The plan is to rebuild and upgrade BESSY-1 so that it produces “hard” photons at wavelengths of about 1 Ångstrom. This will make the machine ideal for research in structural biology and environmental science. “In fact, the new facility would be on a par with bigger machines, such as the National Synchrotron Light Source at Brookhaven in the US,” says Gustav-Adolf Voss, a former director of the DESY particle-physics lab in Hamburg and one of the driving forces behind the project. The rebuilt source would be a world-class regional facility, available to scientists from throughout the Middle East and beyond.
The idea of donating the synchrotron came from Voss and his colleague Herman Winick from the Stanford Linear Accelerator Center in California. “We were at an advisory committee meeting for the new BESSY-2 source in Berlin and were discussing what should happen to BESSY-1,” explains Voss. “The German government cannot support two synchrotron labs so close to one another, so we approached some Israeli and Arab scientists about our idea.” The Middle East Scientific Collaboration – a network of scientists promoting scientific co-operation between Europe, the US and the Middle East – then heard about the proposal and discussed the idea at a meeting in Sweden last year.
However, Raither warns that the German government will want to receive assurances from the potential host that the new facility will be properly supported before donating the BESSY-1 source. “It won’t want the project to become a white elephant,” he says. Germany would also prefer the project to be under the umbrella of an international organization like UNESCO.
An interim council, under the auspices of UNESCO, was set up at the Paris meeting to move the project forward. It will be headed by Herwig Schopper, a former director-general of the CERN particle-physics lab. Committees to consider the scientific, technical, financial and training aspects of the project have also been formed. Countries interested in hosting the facility are required to declare their interest by the end of the month. The council hopes to receive formal proposals by November, which would allow it to make a final decision by the end of the year. “Then the real work can begin,” says Raither.

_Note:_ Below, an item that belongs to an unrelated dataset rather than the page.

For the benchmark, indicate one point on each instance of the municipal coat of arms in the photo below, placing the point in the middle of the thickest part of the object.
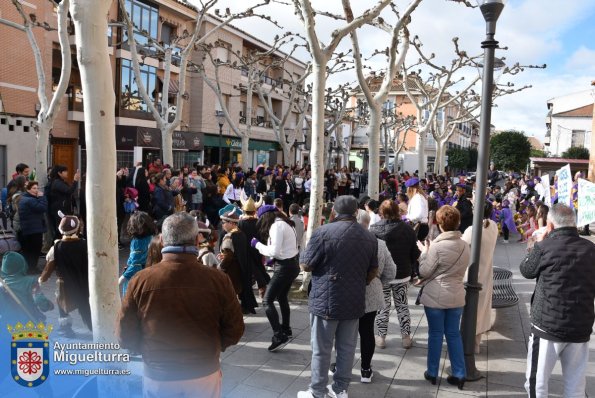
(29, 353)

If the plan goes ahead, the 800 MeV beam-injection system, the beamlines, the bending magnets, the power supply and the detectors would be shipped to the new site and rebuilt. However, the control system, the vacuum system, and the radio-frequency system, which accelerates the electrons after they have been injected into the ring, would all have to be upgraded or replaced from scratch.
Voss thinks that it would take up to two years to build the infrastructure for the new lab, including the experimental halls and the cooling towers. Another year would then be required to install the machine. “If everything goes to plan, the machine could come on-line by 2003.” The annual running costs of the facility will be about $3.5m, plus salaries.